Sorti initialement en 2015 au Japon, il a fallu trois années avant de voir s'exporter Senses en France. Il faut dire qu'il ne faut pas être trop frileux pour éditer un film de plus de cinq heures, entièrement joué par des amateurs et qui est difficile à cataloguer dans le genre "cinéma" tant le traitement fait penser à une série TV ou un documentaire. Diffusé en trois parties en l'espace de deux semaines dans certaines salles de cinéma françaises en mai 2018, le film nous revient quelques mois plus tard dans une superbe édition Blu-Ray/DVD grâce à Arté. Quelques petites anecdotes croustillantes sont apportées, comme l'idée de départ du réalisateur (Ryusuke Hamaguchi) qui lui vient soudainement après avoir interviewé des victimes du tremblement de terre de Tohoku en 2011 qui a été suivi par le gigantesque tsunami et la crise nucléaire. Hamaguchi a été touché par les mots, les gestes et les expressions sincères des victimes qui témoignaient ce jour là, alors qu'habituellement les Japonais n'ont pas pour habitude de se confier aisément. Il a alors compris qu'en se sentant écouter, même les gens conditionnés à garder les choses pour eux étaient capables de partager des choses, de dire ce qu'ils ressentaient au plus profond d'eux. A la suite de cette expérience, il décide de créer des ateliers dans le but de faire travailler des volontaires sur leur communication, leur écoute des autres à travers des exercices physiques ou seulement de longues discussions. S'ensuit alors l'idée de réaliser un film parmi quelques scénarios ou histoires vécues. Senses prend vie et ne cessera d'évoluer au cours de sa réalisation, les lignes principales de son scénario se découvrent petit à petit après de longues discussions entre l'équipe du tournage et les acteurs qui entrent progressivement et naturellement dans la peau de leur personnage. Même si on sent que tous les acteurs ne sont pas forcément dans leur zone de confort, Senses brille spécialement grâce à son quatuor d'actrices toutes plus charmantes les unes que les autres.

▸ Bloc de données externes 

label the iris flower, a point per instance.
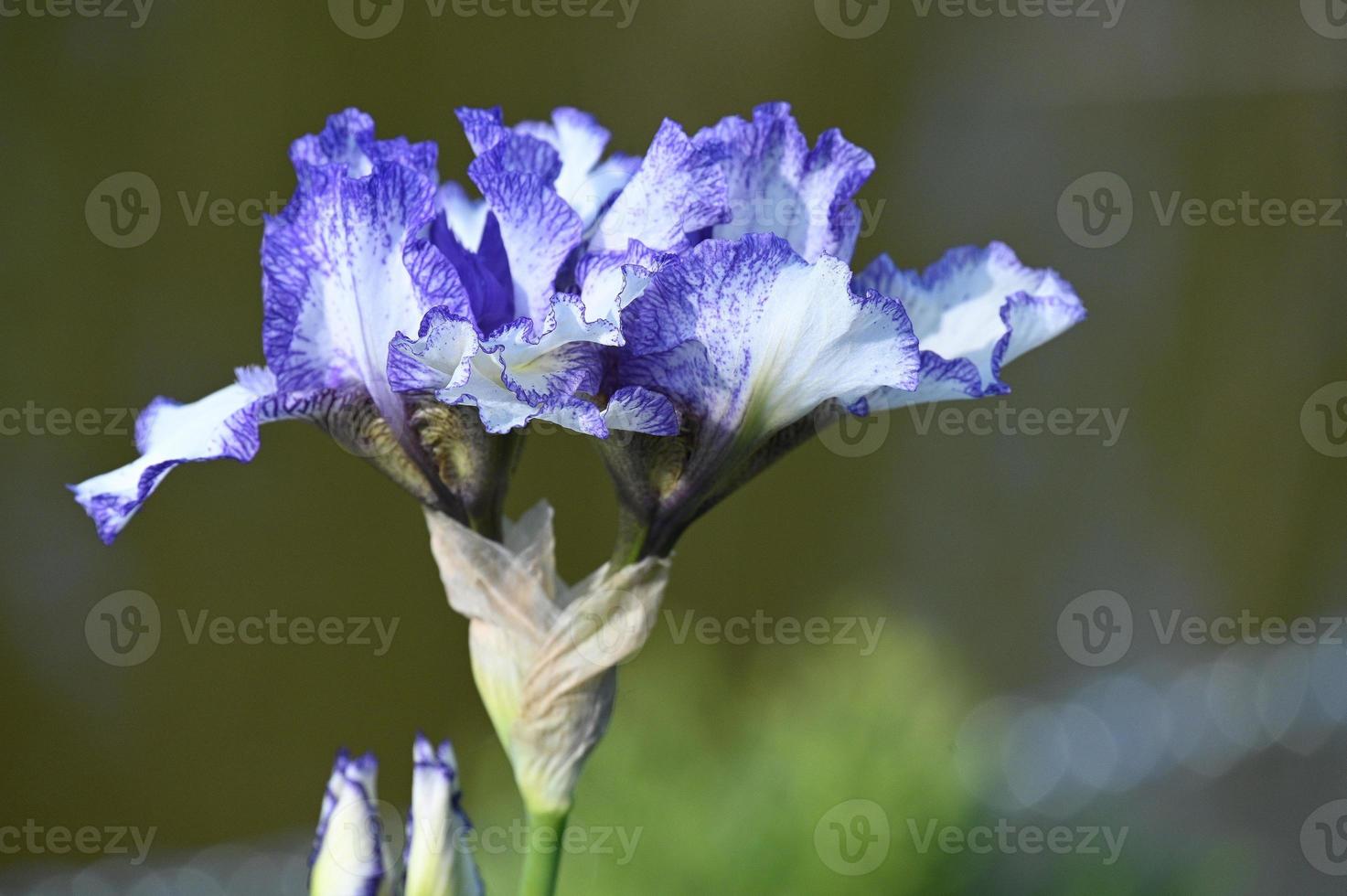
(700, 299)
(759, 332)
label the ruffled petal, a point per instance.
(578, 142)
(612, 281)
(679, 189)
(438, 862)
(349, 141)
(636, 410)
(464, 216)
(222, 424)
(347, 858)
(520, 373)
(538, 228)
(973, 312)
(344, 271)
(749, 338)
(777, 185)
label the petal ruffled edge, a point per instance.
(1001, 309)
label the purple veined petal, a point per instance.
(477, 253)
(439, 358)
(221, 426)
(438, 859)
(636, 410)
(749, 338)
(349, 141)
(678, 189)
(555, 358)
(344, 271)
(777, 185)
(538, 228)
(612, 281)
(973, 312)
(581, 176)
(347, 858)
(464, 216)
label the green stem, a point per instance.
(541, 862)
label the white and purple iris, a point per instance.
(700, 295)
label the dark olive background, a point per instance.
(1213, 338)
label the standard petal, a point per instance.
(636, 410)
(438, 861)
(973, 312)
(777, 185)
(538, 228)
(344, 271)
(349, 141)
(578, 142)
(612, 281)
(679, 189)
(749, 338)
(222, 424)
(347, 858)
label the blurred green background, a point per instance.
(725, 756)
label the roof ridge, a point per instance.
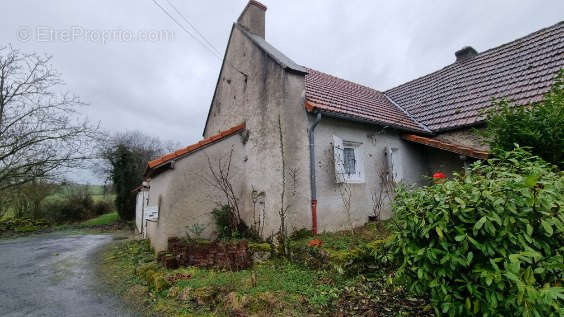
(182, 152)
(478, 55)
(271, 51)
(339, 78)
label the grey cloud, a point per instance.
(163, 88)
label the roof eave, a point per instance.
(352, 118)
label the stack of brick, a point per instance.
(225, 256)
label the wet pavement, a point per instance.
(54, 275)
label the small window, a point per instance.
(394, 164)
(349, 160)
(349, 167)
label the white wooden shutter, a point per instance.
(339, 156)
(359, 157)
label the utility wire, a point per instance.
(193, 27)
(211, 49)
(205, 43)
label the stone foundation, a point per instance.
(217, 255)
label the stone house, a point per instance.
(295, 137)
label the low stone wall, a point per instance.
(225, 256)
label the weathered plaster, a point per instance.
(331, 213)
(187, 195)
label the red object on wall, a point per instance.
(315, 243)
(439, 175)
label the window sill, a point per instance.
(354, 181)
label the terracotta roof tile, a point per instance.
(459, 149)
(194, 147)
(521, 71)
(335, 95)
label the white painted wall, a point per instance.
(330, 211)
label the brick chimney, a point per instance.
(252, 18)
(465, 53)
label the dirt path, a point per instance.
(53, 275)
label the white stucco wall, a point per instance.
(264, 97)
(186, 194)
(330, 211)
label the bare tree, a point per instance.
(259, 212)
(343, 187)
(221, 179)
(123, 158)
(385, 192)
(40, 130)
(283, 211)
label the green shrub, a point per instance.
(490, 243)
(223, 218)
(539, 126)
(102, 207)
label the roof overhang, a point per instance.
(313, 107)
(445, 146)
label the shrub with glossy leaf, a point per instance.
(490, 243)
(539, 126)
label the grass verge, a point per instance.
(103, 220)
(277, 287)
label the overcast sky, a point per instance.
(163, 86)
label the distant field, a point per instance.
(105, 219)
(97, 192)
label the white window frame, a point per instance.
(338, 149)
(393, 158)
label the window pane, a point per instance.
(349, 161)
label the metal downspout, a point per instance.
(311, 134)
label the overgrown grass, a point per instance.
(346, 240)
(105, 219)
(277, 287)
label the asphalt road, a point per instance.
(54, 275)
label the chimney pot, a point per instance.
(253, 18)
(465, 53)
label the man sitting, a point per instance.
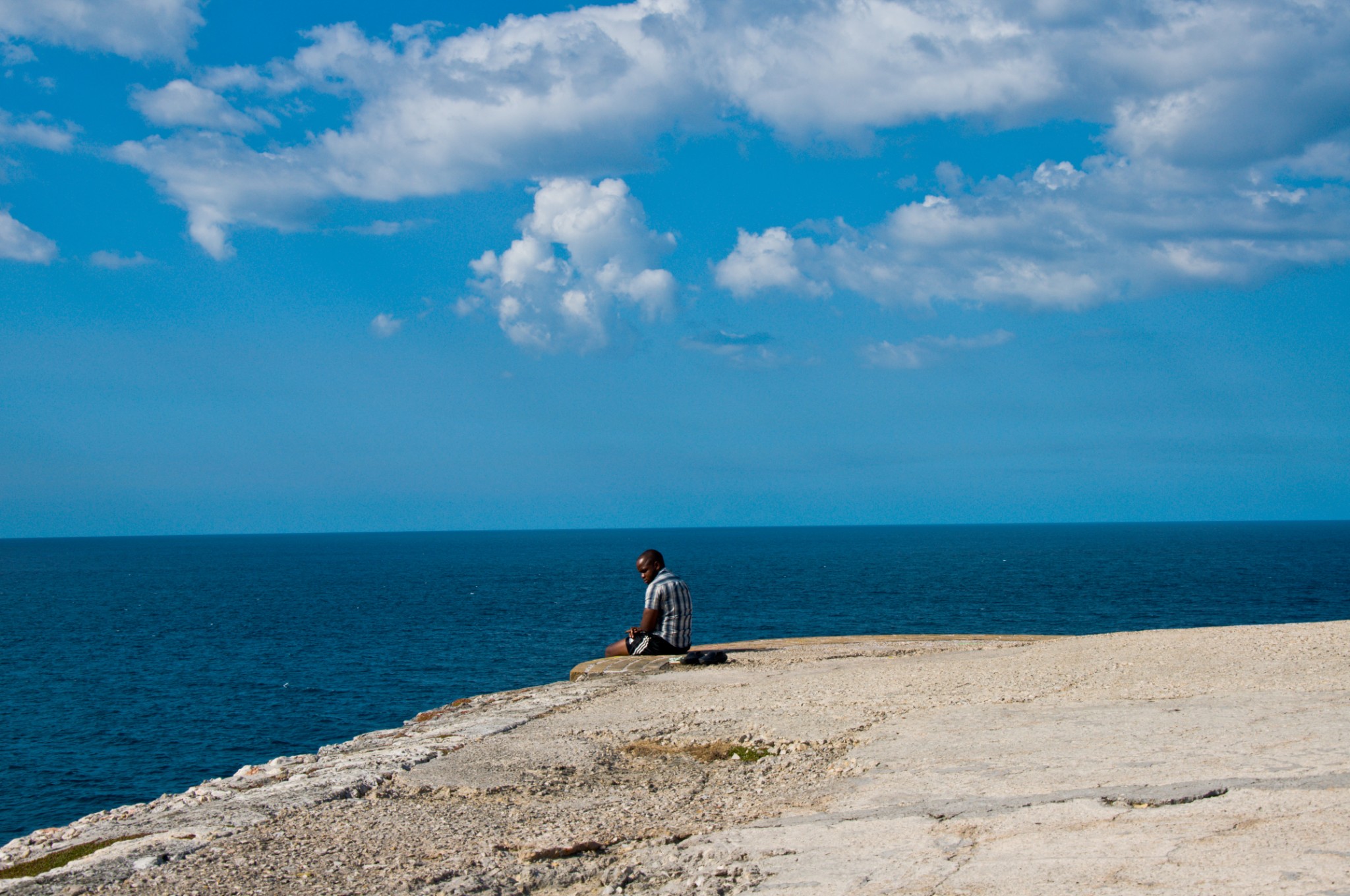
(666, 613)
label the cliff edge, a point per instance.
(1176, 762)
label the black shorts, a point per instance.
(651, 646)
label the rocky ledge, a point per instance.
(1183, 762)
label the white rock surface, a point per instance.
(1187, 762)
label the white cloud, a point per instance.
(1191, 98)
(37, 130)
(1070, 238)
(548, 301)
(23, 244)
(184, 104)
(13, 54)
(134, 29)
(925, 350)
(765, 262)
(385, 325)
(114, 261)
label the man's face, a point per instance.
(647, 570)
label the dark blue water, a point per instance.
(132, 667)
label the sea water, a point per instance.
(134, 667)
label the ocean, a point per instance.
(134, 667)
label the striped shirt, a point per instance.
(668, 594)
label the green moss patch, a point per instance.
(60, 857)
(701, 752)
(748, 753)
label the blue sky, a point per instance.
(292, 267)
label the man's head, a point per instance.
(649, 565)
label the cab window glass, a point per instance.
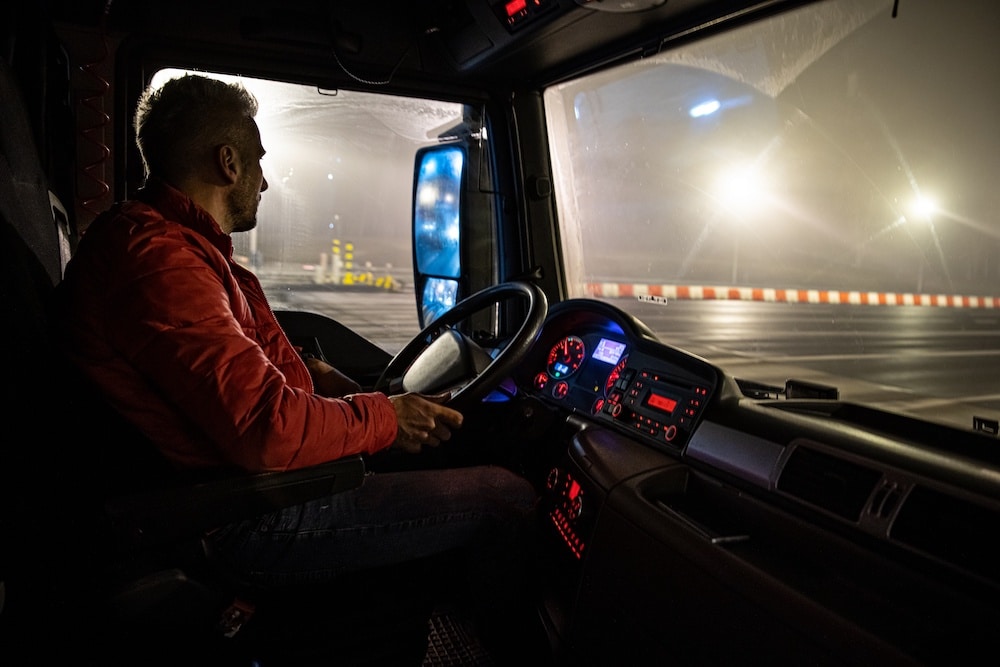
(334, 226)
(798, 197)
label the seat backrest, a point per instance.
(35, 243)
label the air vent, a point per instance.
(828, 482)
(885, 500)
(950, 529)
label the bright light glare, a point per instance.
(705, 108)
(740, 190)
(925, 207)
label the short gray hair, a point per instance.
(181, 122)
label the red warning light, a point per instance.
(515, 7)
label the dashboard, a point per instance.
(688, 518)
(595, 360)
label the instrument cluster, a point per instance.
(619, 378)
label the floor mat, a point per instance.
(452, 642)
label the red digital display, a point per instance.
(515, 7)
(661, 402)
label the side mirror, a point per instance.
(438, 208)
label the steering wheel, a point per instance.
(441, 358)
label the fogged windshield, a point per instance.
(813, 196)
(334, 226)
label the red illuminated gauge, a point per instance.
(541, 380)
(615, 373)
(565, 357)
(560, 389)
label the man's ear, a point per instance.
(228, 163)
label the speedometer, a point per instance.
(565, 357)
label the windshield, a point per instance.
(811, 196)
(334, 225)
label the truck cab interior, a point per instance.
(774, 441)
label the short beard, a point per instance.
(241, 205)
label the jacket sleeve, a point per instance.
(180, 319)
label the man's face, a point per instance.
(244, 199)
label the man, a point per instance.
(180, 339)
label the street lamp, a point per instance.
(740, 192)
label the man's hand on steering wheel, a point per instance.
(423, 421)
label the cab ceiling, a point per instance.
(450, 41)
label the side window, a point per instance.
(335, 224)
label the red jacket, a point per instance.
(182, 341)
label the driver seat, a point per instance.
(101, 555)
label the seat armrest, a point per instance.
(173, 513)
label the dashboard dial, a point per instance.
(565, 357)
(615, 373)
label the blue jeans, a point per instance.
(391, 518)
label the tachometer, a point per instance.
(615, 373)
(565, 357)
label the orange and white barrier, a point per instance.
(778, 295)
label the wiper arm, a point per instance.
(792, 389)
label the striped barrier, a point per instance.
(776, 295)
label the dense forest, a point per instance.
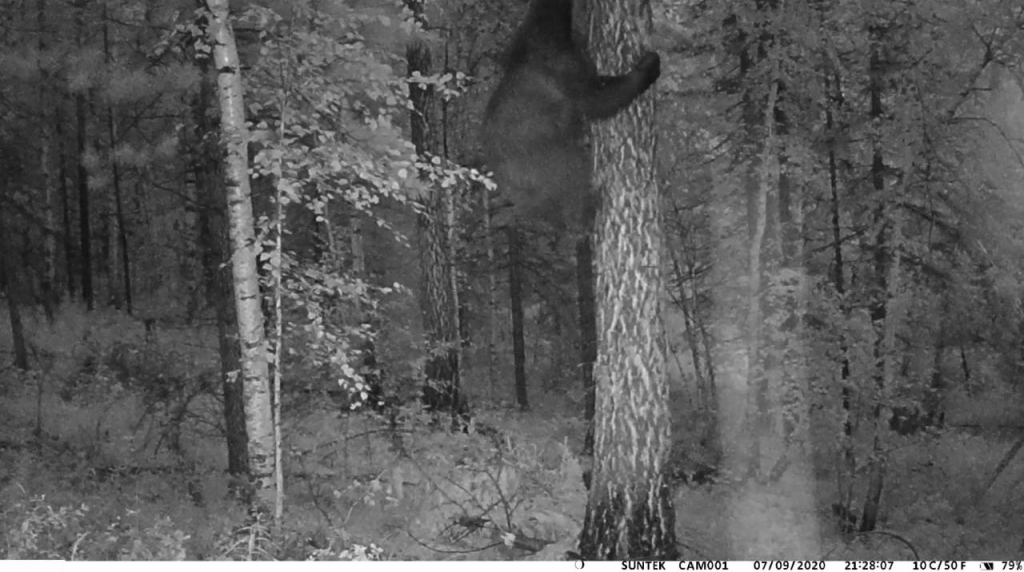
(503, 279)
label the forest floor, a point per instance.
(99, 467)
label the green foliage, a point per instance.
(38, 530)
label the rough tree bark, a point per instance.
(515, 297)
(629, 511)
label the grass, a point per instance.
(111, 477)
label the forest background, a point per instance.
(841, 193)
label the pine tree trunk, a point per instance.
(439, 300)
(84, 221)
(588, 331)
(629, 511)
(49, 278)
(515, 297)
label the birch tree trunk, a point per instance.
(254, 367)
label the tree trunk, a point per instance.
(13, 308)
(629, 510)
(216, 270)
(515, 297)
(439, 300)
(245, 249)
(84, 222)
(69, 243)
(49, 281)
(588, 330)
(488, 237)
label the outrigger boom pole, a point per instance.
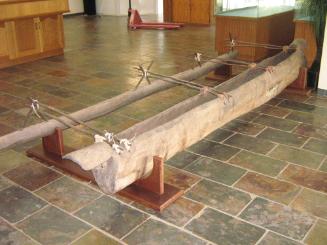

Le film de Hamaguchi nous fait directement entrer dans l'intimité de quatre femmes: Akari (Sachie Tanaka), Fumi (Maiko Mihara), Sakurako (Hazuki Kikuchi) et Jun (Rira Kawamura). Elles prennent l'habitude de se rencontrer de temps en temps pour souffler, ces quatre amies inséparables approchent doucement de la quarantaine, apparemment épanouies dans la vie elles se posent tout de même des questions quant à leur avenir. Akari est divorcée et infirmière, elle affiche souvent un visage très strict dû à son travail épuisant qui l'oblige à toujours être sur ses gardes, elle est la plus spontanée et la plus franche du groupe. Fumi est mariée et est commissaire d'exposition, elle est la plus en retrait et ne parle pas beaucoup de ses sentiments ou sa vie privée qui se résume seulement à parler boulot avec son mari. Sakurako est mariée et a un enfant, en l'absence de son mari souvent coincé au travail elle s'occupe de la maison et doit gérer un garçon en pleine crise d'adolescence et une belle mère en froid avec sa fille. Jun est en plein divorce mais le cache à ses amis, c'est la plus souriante du groupe alors que c'est celle qui souffre probablement le plus, notamment à cause de la procédure épuisante et de son mari qui refuse de la laisser partir. C'est avec délicatesse et un naturel saisissant que Hamaguchi dépeint le portrait de ces quatre femmes ordinairement belles et attirantes, dans une société nippone où les femmes sont souvent mises en retrait et rarement valorisée à leur juste valeur. On suit leurs conversations, on les écoute et essaye de comprendre leurs doutes et leurs peurs. On assiste également à l'éclatement du groupe quand l'une d'elle disparaît du jour au lendemain, elles prennent alors conscience que la solitude les ronge petit à petit de l'intérieur mais qu'il est toujours possible de vivre autre chose.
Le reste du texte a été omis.